We use bicyclic units to give an explicit construction of a subgroup of $\mathcal{U}\mathbb{Z}G$ isomorphic to the free product of two free abelian groups of rank two, assuming that G is a finite nilpotent group and it contains an element g of odd prime order such that the subgroup $〈g〉$ is not normal in G. To do this we first construct a subgroup isomorphic to the desired free product inside $\text{GL}(2,\mathbb{C})$ and then we find a nontrivial matrix representation of a subgroup of $\mathcal{U}\mathbb{Z}G$ generated by some bicyclic units and their conjugations under the involution of $\mathbb{Z}G.$ We show that for an arbitrary finite group G our construction need not lead to a free product.
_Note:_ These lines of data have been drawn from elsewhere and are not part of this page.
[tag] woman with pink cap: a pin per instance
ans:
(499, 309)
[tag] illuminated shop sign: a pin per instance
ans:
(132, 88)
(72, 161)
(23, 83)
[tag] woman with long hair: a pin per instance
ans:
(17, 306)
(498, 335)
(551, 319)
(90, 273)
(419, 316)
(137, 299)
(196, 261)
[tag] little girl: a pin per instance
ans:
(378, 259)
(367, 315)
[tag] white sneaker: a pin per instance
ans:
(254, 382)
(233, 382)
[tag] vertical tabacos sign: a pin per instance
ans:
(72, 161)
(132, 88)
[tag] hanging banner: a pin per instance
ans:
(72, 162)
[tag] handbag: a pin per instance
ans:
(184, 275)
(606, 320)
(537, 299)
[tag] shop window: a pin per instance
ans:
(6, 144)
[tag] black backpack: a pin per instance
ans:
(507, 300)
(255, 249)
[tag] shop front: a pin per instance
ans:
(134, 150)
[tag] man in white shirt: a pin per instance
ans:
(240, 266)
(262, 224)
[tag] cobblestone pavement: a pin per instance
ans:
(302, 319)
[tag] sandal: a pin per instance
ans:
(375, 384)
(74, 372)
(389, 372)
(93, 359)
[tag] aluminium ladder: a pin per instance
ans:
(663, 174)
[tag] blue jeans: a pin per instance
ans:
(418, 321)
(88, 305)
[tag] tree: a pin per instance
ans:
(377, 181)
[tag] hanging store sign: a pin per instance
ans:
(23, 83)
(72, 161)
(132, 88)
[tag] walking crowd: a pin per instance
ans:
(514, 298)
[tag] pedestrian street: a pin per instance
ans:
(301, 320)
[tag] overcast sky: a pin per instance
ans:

At the end we shortly discuss possibility of constructing subgroups isomorphic to the free product of two free abelian groups of rank p − 1 for p > 3 in a similar way.

摘要

我们使用双环单元给出一个子群的显式构造 $\mathcal{你}\mathbb{Z}G$同构于两个二阶自由阿贝尔群的自由积，假设G是一个有限幂零群，并且它包含一个奇素数阶的元素g，使得子群$〈G〉$在G 中不正常。为此，我们首先在内部构造一个与所需自由积同构的子群$\text{GL}(2,\mathbb{C})$ 然后我们找到一个子群的非平凡矩阵表示 $\mathcal{你}\mathbb{Z}G$ 由一些双环单元及其对合下的共轭产生 $\mathbb{Z}G.$我们表明，对于任意有限群G，我们的构造不需要导致自由乘积。最后，我们简短地讨论 了以类似的方式构造与p > 3的秩为p  − 1的两个自由阿贝尔群的自由积同构的子群的可能性。